Jordan held a “field hearing” earlier this week attacking Bragg’s crime record, and Boutrous cited it at one point as evidence that the investigation is an attempt to “intimidate” the DA.
“That’s your interpretation of it,” Vyskocil snapped.
At another point of the proceedings, she said that she isn’t interested in the “color” and “theater” of what takes place outside the courtroom.
The committee’s attorney Matthew Berry didn’t have an easy reception, either, though his questioning was comparably less stinging. The judge noted a seeming disconnect between the committee’s argument that the investigation is needed for legislative purposes and the fact that they’ve already introduced a bill.
“If you already introduced the bill, why do you need testimony?” Vyskocil noted.
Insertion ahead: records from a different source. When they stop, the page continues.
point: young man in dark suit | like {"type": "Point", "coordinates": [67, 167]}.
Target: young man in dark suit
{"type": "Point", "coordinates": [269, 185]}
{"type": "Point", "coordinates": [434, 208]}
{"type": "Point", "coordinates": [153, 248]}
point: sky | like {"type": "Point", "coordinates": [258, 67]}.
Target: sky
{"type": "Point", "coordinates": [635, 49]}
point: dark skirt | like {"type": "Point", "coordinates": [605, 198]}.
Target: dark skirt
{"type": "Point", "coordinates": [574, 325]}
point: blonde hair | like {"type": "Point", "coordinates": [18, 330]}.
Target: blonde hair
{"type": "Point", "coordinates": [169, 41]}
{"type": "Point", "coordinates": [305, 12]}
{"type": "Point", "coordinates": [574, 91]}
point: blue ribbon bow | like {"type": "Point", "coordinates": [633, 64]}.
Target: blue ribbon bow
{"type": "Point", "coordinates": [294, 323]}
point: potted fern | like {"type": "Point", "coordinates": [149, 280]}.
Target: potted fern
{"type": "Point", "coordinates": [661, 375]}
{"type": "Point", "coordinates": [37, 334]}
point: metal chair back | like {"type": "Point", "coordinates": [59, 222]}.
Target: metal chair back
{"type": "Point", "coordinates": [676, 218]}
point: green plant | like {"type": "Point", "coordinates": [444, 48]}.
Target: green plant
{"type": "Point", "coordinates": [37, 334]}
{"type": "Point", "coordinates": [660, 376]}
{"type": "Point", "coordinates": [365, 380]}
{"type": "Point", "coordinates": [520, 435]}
She also quizzed Berry on how the committee would handle any claims of privilege by Pomerantz.
“Do you intend to respect the invocation of privilege if this deposition were to go forward?” she asked.
Berry said that the chair, Jordan, would decide on a case-by-case basis whether to sustain privilege objections. Pomerantz indicated in a declaration that he now finds himself between a proverbial rock and a hard place.
“If I refuse to provide information to the Committee, I risk being held in contempt of Congress and referred to the Department of Justice for possible criminal prosecution,” his declaration states. “If, on the other hand, I defy the District Attorney’s instructions and answer questions, I face possible legal or ethical consequences, including criminal prosecution.”
Vyskocil took notice of that Catch-22 during the hearing. As she promised at the start of the hearing, she finished the proceedings promptly after an hour — and without a ruling.